O pequeno Pedro, filho de Adriano do Nascimento Rocha, de 36 anos, veio ao mundo no último dia 4 em um dos nove hospitais públicos em que o Parto Seguro funciona. Ele se considera um pai muito presente desde o início da gestação, mas sendo a primeira vez, absorveu tudo o que lhe foi passado. “Todo conhecimento é importante: as informações do pré-natal no posto, nas consultas. Eu queria ter todo esse cuidado e ajudou para chegar na hora do parto e estar mais bem preparado”, afirma.
Rocha também foi um auxílio a mais para os médicos em relação à mulher, Rosiane. Ela teve convulsões no terceiro mês de gestação e tudo o que acontecia com ela, ele reportava aos profissionais. No dia do parto, a equipe médica ia descrevendo tudo o que acontecia para que ele, que é deficiente visual, não perdesse cada momento.
Outra iniciativa propõe estender o pré-natal ao parceiro com a justificativa de que isso aumenta a adesão da gestante e reduz a transmissão vertical (de mãe para o bebê durante o parto) de infecções. O idealizador é Geraldo Duarte, professor titular de ginecologia e obstetrícia da Faculdade de Medicina de Ribeirão Preto da Universidade de São Paulo.
Há dez anos, ele luta para que a estratégia seja implementada de forma abrangente no Brasil, mas só tem conseguido em alguns locais. “Em Ribeirão Preto está no SUS e na Faculdade de Medicina também. Na cidade de São Paulo, está presente em grande parte das Unidades Básicas de Saúde. Depende da equipe oferecer, explicar o que é”, afirma Duarte.

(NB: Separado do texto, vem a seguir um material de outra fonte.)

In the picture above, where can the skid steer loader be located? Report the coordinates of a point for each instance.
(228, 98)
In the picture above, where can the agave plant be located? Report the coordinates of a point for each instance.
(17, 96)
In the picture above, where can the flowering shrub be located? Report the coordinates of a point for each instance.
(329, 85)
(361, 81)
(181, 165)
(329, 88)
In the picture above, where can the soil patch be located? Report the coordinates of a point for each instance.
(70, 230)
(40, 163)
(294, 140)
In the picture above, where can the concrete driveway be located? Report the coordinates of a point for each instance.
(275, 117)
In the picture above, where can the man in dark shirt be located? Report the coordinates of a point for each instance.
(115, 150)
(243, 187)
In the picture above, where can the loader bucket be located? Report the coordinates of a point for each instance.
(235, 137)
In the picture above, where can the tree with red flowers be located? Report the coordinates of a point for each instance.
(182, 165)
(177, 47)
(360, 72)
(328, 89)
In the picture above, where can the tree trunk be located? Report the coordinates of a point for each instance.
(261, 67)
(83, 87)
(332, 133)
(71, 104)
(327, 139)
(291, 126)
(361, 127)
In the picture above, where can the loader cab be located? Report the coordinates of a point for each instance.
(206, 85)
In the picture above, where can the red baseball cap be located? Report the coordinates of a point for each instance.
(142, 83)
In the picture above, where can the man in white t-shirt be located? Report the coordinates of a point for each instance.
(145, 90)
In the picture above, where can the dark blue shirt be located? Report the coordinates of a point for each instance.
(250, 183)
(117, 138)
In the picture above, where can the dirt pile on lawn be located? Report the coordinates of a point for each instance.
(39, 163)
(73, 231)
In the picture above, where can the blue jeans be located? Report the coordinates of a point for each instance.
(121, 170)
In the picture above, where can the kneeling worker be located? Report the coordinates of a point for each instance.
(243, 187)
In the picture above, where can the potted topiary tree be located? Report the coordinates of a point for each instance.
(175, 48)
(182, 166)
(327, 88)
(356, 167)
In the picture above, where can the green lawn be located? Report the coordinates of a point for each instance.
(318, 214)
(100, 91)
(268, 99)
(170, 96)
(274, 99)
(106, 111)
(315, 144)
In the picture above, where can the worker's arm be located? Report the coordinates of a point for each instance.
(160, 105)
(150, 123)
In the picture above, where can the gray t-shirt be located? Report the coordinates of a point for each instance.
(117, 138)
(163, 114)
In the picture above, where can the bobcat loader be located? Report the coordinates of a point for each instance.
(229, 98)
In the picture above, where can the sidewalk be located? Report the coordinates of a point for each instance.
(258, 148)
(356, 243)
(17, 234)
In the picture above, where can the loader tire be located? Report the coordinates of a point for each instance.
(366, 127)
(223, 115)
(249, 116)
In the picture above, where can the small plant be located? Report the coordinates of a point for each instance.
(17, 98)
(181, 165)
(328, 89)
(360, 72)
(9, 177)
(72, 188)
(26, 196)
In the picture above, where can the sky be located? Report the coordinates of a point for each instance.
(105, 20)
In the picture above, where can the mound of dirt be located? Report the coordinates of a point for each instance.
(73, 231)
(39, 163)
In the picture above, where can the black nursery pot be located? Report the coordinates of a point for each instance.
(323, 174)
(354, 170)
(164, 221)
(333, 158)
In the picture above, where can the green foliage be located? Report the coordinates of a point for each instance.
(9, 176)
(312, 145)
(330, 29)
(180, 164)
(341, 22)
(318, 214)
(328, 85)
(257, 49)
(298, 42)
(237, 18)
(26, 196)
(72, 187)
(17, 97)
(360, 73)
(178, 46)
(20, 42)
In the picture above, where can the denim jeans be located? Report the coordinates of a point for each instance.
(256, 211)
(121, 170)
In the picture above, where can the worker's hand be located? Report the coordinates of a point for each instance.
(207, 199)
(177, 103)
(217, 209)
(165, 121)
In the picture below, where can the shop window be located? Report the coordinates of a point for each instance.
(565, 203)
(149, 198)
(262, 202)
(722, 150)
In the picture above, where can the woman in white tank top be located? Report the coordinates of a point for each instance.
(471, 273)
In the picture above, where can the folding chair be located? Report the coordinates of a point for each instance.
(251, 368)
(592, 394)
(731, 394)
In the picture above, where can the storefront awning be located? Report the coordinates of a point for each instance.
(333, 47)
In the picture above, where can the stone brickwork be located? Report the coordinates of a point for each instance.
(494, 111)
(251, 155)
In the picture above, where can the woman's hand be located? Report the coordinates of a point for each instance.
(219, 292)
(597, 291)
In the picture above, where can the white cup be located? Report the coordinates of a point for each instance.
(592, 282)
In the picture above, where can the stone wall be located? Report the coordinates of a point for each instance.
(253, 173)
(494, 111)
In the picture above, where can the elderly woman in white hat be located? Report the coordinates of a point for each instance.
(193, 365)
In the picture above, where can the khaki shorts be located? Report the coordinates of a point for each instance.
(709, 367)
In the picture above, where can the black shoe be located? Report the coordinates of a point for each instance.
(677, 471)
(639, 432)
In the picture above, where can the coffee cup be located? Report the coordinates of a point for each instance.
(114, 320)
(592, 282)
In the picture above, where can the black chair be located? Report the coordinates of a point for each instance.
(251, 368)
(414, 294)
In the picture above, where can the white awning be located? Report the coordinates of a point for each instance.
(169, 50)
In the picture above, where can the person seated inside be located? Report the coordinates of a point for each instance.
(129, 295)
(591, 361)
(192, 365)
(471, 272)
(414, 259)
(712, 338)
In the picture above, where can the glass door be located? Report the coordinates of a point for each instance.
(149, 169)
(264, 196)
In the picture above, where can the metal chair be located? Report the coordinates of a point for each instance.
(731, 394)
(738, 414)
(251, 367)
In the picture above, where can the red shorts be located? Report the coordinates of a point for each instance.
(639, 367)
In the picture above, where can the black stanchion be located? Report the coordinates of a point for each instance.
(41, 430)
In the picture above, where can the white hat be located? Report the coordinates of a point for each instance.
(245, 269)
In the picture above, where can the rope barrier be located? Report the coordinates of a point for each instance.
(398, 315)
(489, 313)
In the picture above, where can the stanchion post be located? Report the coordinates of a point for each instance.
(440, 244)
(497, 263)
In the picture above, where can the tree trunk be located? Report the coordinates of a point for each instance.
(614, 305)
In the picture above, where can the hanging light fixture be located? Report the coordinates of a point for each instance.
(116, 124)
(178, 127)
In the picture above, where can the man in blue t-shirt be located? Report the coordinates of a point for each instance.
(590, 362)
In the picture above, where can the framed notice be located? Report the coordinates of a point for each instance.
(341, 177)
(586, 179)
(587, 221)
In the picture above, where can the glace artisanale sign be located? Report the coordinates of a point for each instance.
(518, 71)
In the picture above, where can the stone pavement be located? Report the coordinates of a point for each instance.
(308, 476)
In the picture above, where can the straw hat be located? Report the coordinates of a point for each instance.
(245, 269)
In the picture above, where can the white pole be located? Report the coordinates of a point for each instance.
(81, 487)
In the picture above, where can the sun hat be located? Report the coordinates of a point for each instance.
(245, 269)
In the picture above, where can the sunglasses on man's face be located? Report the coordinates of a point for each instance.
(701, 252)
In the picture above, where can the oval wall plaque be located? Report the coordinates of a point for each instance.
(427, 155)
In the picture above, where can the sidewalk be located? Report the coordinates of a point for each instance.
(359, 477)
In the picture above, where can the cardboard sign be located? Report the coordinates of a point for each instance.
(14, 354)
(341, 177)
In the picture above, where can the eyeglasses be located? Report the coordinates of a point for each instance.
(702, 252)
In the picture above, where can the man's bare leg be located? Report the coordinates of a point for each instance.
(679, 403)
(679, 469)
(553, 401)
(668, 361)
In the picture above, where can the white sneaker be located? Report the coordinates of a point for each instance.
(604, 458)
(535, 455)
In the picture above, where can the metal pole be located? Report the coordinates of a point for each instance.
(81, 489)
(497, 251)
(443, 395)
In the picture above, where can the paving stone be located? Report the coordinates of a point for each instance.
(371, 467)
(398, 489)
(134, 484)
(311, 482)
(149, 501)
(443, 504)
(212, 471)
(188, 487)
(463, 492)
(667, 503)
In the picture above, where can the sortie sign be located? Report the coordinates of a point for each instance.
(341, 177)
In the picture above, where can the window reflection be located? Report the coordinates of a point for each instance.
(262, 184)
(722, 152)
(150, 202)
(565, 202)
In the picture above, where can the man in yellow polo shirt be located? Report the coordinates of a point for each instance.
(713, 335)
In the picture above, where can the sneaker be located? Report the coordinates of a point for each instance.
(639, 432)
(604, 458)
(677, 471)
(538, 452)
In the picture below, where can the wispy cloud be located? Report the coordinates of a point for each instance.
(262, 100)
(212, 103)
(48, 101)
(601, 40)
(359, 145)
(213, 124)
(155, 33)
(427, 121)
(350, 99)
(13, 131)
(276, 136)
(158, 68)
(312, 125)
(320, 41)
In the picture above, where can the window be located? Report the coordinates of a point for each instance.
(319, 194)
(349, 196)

Além munir o homem com informações sobre a gestação, o pré-natal estendido a ele possibilita o diagnóstico precoce de HIV, hepatites B e C e sífilis, infecções que podem ser transmitidas para a mulher e dela para o bebê. Outros exames incluem aferição da pressão arterial, glicemia para diabete e lipidograma para identificar colesterol elevado.
Nesse ponto, também há benefícios comprovados para o homem. A pesquisa Saúde do Homem, Paternidade e Cuidado, realizada pelo Ministério da Saúde, indicou que 80,7% dos pais ou cuidadores que participaram das consultas de pré-natal com suas parceiras afirmaram que esse envolvimento os motivaram a cuidar melhor da própria saúde.
Duarte também aponta que o pré-natal do parceiro promove mudanças comportamentais que fazem parte de um contexto social maior. “[A participação ativa] reduz a violência doméstica. Também achávamos que o marido bebia mais no pré-natal, mas concluímos que é no puerpério. Se ele não sabe muito bem o processo, e agora tem uma pessoa nova disputando com ele a presença da parceira, ele sai para beber e volta violento”, explica. Assim, em algum ponto, um pai informado implica em melhor convívio familiar e menos casos de violência contra a mulher.
Caminhos para a paternidade ativa
Um dos motivos para os homens não participarem do pré-natal é ter de se ausentar no trabalho e não receber abono de falta. Duarte indica que é preciso mecanismos que revertam isso. “Em São José do Rio Preto e na cidade de São Paulo, há acordo com algumas indústrias que aceitam receber atestado do parceiro”, diz.
Outro ponto importante é disponibilizar horários flexíveis para as consultas das gestantes a fim de que o homem possa acompanhar. “Consultas não precisam ser sempre durante, pode ser no vespertino. Se ele não puder ir de jeito nenhum, que tenha reuniões com grávidas no fim de semana”, sugere o médico.
A base de tudo é informação e estratégias para chegar até o homem. Duarte exemplifica com uma ação que existe em Belém, no Pará, em que os agentes de saúde aproveitam a turma do futebol no sábado para levar informação em reuniões no local do jogo. “A filosofia do projeto é que o homem tenha as mesmas informações que a mulher. Quando ele chegar à sala de parto, vai saber por que o parto normal é a melhor indicação ou quando precisa de cesárea. Ele tem a chance de chegar pacífico e orientado, detendo conhecimento”, diz o médico.